Google will automatically enable two-step verification for 150 million users

Google's goal of organizing all of the world's information has, for better or worse, meant that it also possesses those pieces of information, especially the data of millions of people around the world. That makes it one of if not the biggest targets of hackers, and it has worked hard on making its security bulletproof. Unfortunately, the weakest links in that security chain are, in fact, those same Google users that the company has been trying to protect. Stepping up those efforts, Google is announcing that it will turn on 2SV, sometimes called 2FA, for millions of users, whether they like it or not.

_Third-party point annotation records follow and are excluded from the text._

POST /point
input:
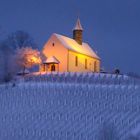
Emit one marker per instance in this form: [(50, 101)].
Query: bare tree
[(8, 53), (7, 65), (20, 39)]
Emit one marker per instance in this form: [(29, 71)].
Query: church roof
[(71, 44), (52, 59), (78, 25)]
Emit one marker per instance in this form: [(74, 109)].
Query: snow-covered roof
[(70, 107), (52, 59), (71, 44), (78, 25)]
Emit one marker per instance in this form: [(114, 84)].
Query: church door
[(53, 67)]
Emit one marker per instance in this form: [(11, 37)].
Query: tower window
[(85, 63), (76, 61)]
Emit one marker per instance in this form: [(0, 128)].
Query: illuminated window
[(85, 63), (53, 44), (76, 61), (95, 66)]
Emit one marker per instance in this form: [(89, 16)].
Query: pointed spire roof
[(78, 25)]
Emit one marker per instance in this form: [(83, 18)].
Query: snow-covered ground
[(70, 106)]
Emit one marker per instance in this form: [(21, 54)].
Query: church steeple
[(78, 32)]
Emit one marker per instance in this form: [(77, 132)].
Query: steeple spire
[(78, 32)]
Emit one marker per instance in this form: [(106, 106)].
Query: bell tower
[(78, 32)]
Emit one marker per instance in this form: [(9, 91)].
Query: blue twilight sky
[(111, 27)]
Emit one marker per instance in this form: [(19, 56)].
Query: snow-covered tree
[(7, 65), (27, 57)]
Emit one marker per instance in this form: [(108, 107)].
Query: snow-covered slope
[(70, 107)]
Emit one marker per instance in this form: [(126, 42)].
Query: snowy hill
[(70, 106)]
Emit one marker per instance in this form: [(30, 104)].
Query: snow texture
[(69, 106)]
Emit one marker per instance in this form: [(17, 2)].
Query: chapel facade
[(64, 54)]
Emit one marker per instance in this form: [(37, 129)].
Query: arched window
[(76, 61), (85, 63), (53, 67)]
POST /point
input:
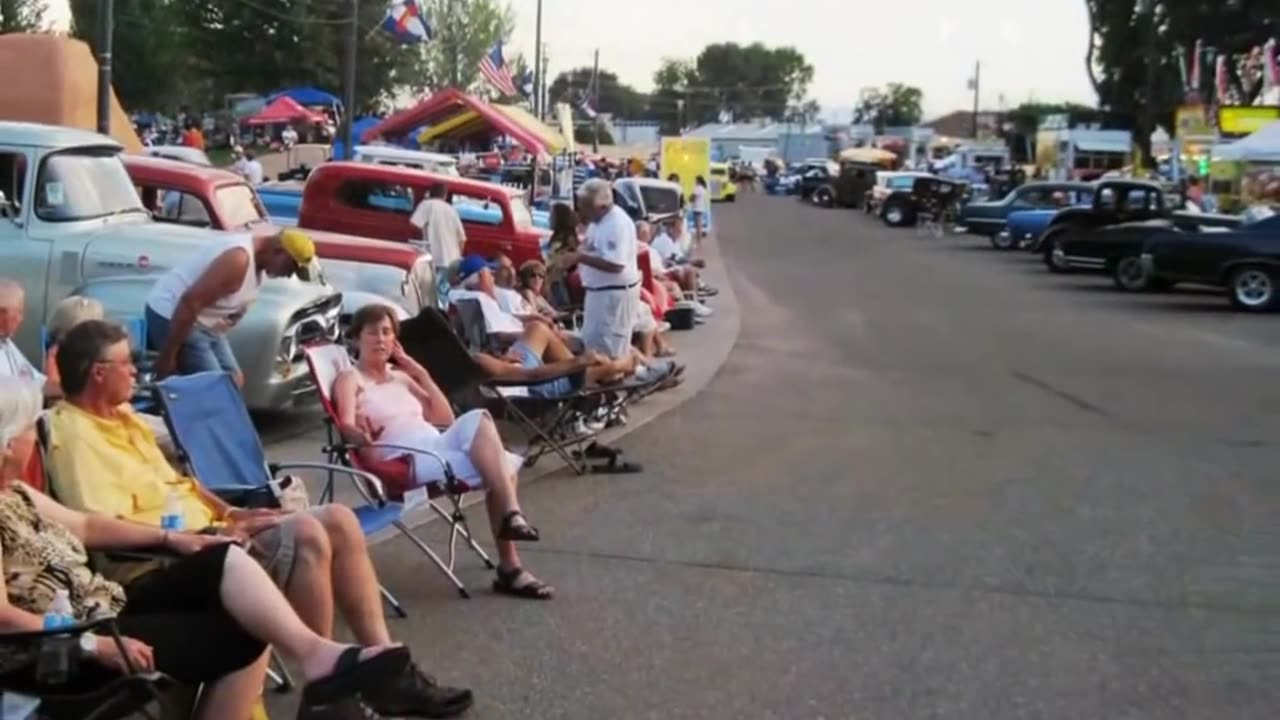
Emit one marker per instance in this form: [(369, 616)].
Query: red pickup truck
[(362, 269), (376, 200)]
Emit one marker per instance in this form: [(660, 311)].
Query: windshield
[(520, 213), (82, 185), (238, 205)]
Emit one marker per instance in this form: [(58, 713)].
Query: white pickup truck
[(72, 223)]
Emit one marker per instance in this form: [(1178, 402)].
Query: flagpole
[(348, 87), (538, 63)]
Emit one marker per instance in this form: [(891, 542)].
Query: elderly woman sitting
[(389, 400), (206, 618)]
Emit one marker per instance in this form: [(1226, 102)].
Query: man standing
[(193, 305), (607, 264), (442, 235)]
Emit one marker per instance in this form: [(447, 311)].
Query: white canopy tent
[(1262, 146)]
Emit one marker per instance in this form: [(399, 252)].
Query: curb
[(698, 374)]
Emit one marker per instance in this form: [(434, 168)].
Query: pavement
[(929, 481)]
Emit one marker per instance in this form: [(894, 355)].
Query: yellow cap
[(298, 245)]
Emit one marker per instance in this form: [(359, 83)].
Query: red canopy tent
[(286, 110), (449, 104)]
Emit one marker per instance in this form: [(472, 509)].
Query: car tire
[(1253, 288), (1129, 276), (1048, 247)]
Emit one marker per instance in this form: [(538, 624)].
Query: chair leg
[(278, 675), (391, 600), (435, 559)]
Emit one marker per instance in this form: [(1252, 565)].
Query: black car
[(1109, 237), (1246, 261), (988, 218)]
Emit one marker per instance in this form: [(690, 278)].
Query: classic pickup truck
[(72, 223), (364, 270), (376, 201)]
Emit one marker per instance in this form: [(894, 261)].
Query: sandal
[(511, 532), (533, 589), (352, 674)]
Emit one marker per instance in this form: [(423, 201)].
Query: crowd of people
[(243, 580)]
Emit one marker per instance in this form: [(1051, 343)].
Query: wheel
[(1052, 254), (1253, 288), (1129, 274), (1002, 241)]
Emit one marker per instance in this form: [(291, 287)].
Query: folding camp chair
[(397, 474), (552, 422), (131, 693)]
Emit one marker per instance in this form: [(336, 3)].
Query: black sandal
[(352, 675), (533, 589), (511, 532)]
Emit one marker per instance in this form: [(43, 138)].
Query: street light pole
[(105, 31), (348, 80)]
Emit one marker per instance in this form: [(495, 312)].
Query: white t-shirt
[(442, 231), (613, 238), (699, 199), (14, 364), (496, 319)]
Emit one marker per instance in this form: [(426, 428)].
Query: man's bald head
[(13, 301)]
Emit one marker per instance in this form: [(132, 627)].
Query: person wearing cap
[(193, 305)]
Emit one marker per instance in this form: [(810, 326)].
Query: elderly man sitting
[(104, 459)]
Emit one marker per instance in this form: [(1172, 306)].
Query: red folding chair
[(396, 474)]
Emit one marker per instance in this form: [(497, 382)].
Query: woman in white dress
[(391, 400)]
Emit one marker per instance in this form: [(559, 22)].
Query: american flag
[(494, 69)]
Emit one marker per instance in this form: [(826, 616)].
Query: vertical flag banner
[(407, 23), (494, 69)]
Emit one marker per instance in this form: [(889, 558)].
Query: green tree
[(894, 105), (616, 98), (149, 58), (22, 16), (465, 30)]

Two-step verification (2SV) or two-factor authentication (2FA) has become the most common security measure that's being pushed to supplement rather than replace passwords. It combines the password (something you know) with some other element (something you have), often a smartphone that has an authenticator app installed or can at least receive a one-time PIN (OTP). This has become the first line of defense in light of weak passwords, but, unfortunately, many people still find it inconvenient.

Google has been trying to convince people to enable 2SV for their Google accounts, but it seems that the company will now take matters into its own hand. It has already started automatically configuring some accounts to use 2SV and will require YouTube creators to do likewise. Its most daring move, however, will be to auto-enroll 150 million Google accounts into this 2SV system before 2021 ends.

That's not to say Google will do so blindly, as not all accounts are actually eligible to use 2SV anyway. It will only enable it for those accounts with proper backup mechanisms, it says, quite possibly those that have a phone number associated with their Google accounts. Users are free to disable 2SV, of course, though that might not be advisable from a security standpoint.

Google does acknowledge that its current 2SV options might not be applicable in all scenarios and says that it is working on alternatives. Android phones, for example, now also function as security keys, where one-tap authentication methods can be used when signing into some accounts.